Ouais déso pour les fautes je me suis pas relu
pas mal ton histoire me demande bien comment ca va se finir :ok:

marioland
marioland
Niveau 10
08 juillet 2007 à 22:06:52

c´est marrant ta poésie
"La faucheuse l´a emporté"

Les fautes c´est pas trop grave
Dumoment qu´on rigole

kiti9000
kiti9000
Niveau 10
08 juillet 2007 à 22:08:36

lol
voila la suite

Chapitre 4 : Madame la Reine

- Un pharaon de la quatrième dynastie ressuscité ? s’écria le chef de la police.

- Oui m’sieur ! Opina Mario.

- Tu te moques de moi ?

- Non m’sieur ! Mais je veux qu’Armingo Kelson soit libéré.

- Attend…, vociféra Albert, ébahis, ce matin, tu voulais lui casser la gueule et là, tu veux le libérer ? T’as pris un coup sur la tête ou quoi ?

- Non, seulement j’ai réalisé qu’il ne pouvait pas avoir commis ce crime.

- N’importe quoi…

Soudain, la porte s’ouvrit à la volée, laissant entrer un Bob-Omb barbu. Morty.

- Alors, vous êtes vraiment policier ? dit-il.

- C’est ce que j’ai tenté de vous expliquer, soupira Mario en se prenant la tête à deux mains.

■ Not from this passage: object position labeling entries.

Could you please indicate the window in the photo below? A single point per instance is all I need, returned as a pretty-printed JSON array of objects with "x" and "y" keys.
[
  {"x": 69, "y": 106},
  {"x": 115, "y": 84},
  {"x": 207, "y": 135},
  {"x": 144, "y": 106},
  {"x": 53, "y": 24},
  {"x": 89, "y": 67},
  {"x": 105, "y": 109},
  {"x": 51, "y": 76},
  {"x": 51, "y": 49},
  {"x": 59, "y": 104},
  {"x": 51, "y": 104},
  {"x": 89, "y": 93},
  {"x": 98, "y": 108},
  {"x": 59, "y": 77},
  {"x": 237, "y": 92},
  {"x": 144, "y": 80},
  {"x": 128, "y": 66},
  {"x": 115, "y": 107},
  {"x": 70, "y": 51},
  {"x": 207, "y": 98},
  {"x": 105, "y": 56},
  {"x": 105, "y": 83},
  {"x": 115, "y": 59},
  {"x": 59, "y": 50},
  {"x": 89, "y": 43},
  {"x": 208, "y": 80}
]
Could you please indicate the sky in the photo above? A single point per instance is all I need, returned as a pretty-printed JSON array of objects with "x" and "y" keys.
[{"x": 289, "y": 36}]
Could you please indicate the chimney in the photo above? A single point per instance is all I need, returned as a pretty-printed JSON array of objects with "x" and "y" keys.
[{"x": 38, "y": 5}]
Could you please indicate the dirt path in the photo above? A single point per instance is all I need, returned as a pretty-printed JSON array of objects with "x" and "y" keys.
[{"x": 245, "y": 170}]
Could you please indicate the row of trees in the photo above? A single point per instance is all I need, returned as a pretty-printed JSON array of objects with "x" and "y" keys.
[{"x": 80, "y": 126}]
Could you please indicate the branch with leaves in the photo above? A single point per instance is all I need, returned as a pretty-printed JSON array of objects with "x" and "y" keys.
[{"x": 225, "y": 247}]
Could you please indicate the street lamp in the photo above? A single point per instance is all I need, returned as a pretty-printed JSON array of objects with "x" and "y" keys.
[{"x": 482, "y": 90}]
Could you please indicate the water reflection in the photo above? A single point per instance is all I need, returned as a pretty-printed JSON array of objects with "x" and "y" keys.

- Si vous m’aviez montré votre badge, on n’en serait pas là !

- Mais je vous l’ais montré, idiot !

- Et pourquoi ne l’ais-je pas vu ?

- PARCEQUE VOUS NE ME REGARDIEZ PAS ! Hurla le détective, décidément très en colère.

- Pas la peine de crier ! Riposta Morty.

Mario lui donna un coup de pied qui fit valser le Bob-Omb à trois mètres de là. L’homme s’apprêta à quitter la pièce, quand :

- Où vas-tu ? demanda son patron.

- Aux funérailles de Papi Champi…

* * *

Une dizaine de personnes étaient réunis sous la pluie autour du cercueil contenant le vieillard. Alors que Mario regardait la tombe descendre tranquillement sous terre, une femme toute de noir vêtu s’approcha de lui.

- C’est une vraie tragédie…, dit-elle.

- Peach, c’est toi ? Reconnu le policier.

- Oui…, acquiesça la reine en versant une larme. C’est de ma faute… Je n’aurais pas du le renvoyer du château…

Puis, elle explosa de chagrin. Mario essaya de la réconforter en la serrant dans ses bras. Harik, qui avait accompagné sa femme, vit la scène. Jaloux, il s’approcha de l’homme et le bouscula.

- Je peux consoler MA femme tout seul ! Mugit le roi.

- Toi, ta gueule, crétin, fit Mario. Si tu ne pensais pas seulement à toi, Papi Champi serait sûrement encore en vie !

- Tu es de la police, tu aurais du le protéger !

- Tu n’es qu’un lâche ! Et moi qui te croyais bon la première fois que l’on s’est vu. J’ai sauvé ton pays ! Et comment tu me remercies ? En me piquant ma princesse !

- Je ne te l’ai pas volé, c’est elle qui ne veut plus de toi !

- Retourne sur ton pois chiche volant et vas-t’en de mon royaume !

- Et tu crois qu’ils sont mieux vos champignons ? Je n’ai jamais vu pareille dégueulasserie !

Mario sauta au cou d’Harik, tandis que le curé essayait de calmer l’atmosphère. Peach pleurait de plus belle en tentant de séparer les deux hommes. Le détective se releva, satisfait, tandis que le roi gesticulait par terre, le visage en sang.

- Chéri ! Gémit la reine.

- Tu te croyais beau, n’est-ce pas ? Lança Mario à l’adresse du blessé. Maintenant tu ne l’es plus !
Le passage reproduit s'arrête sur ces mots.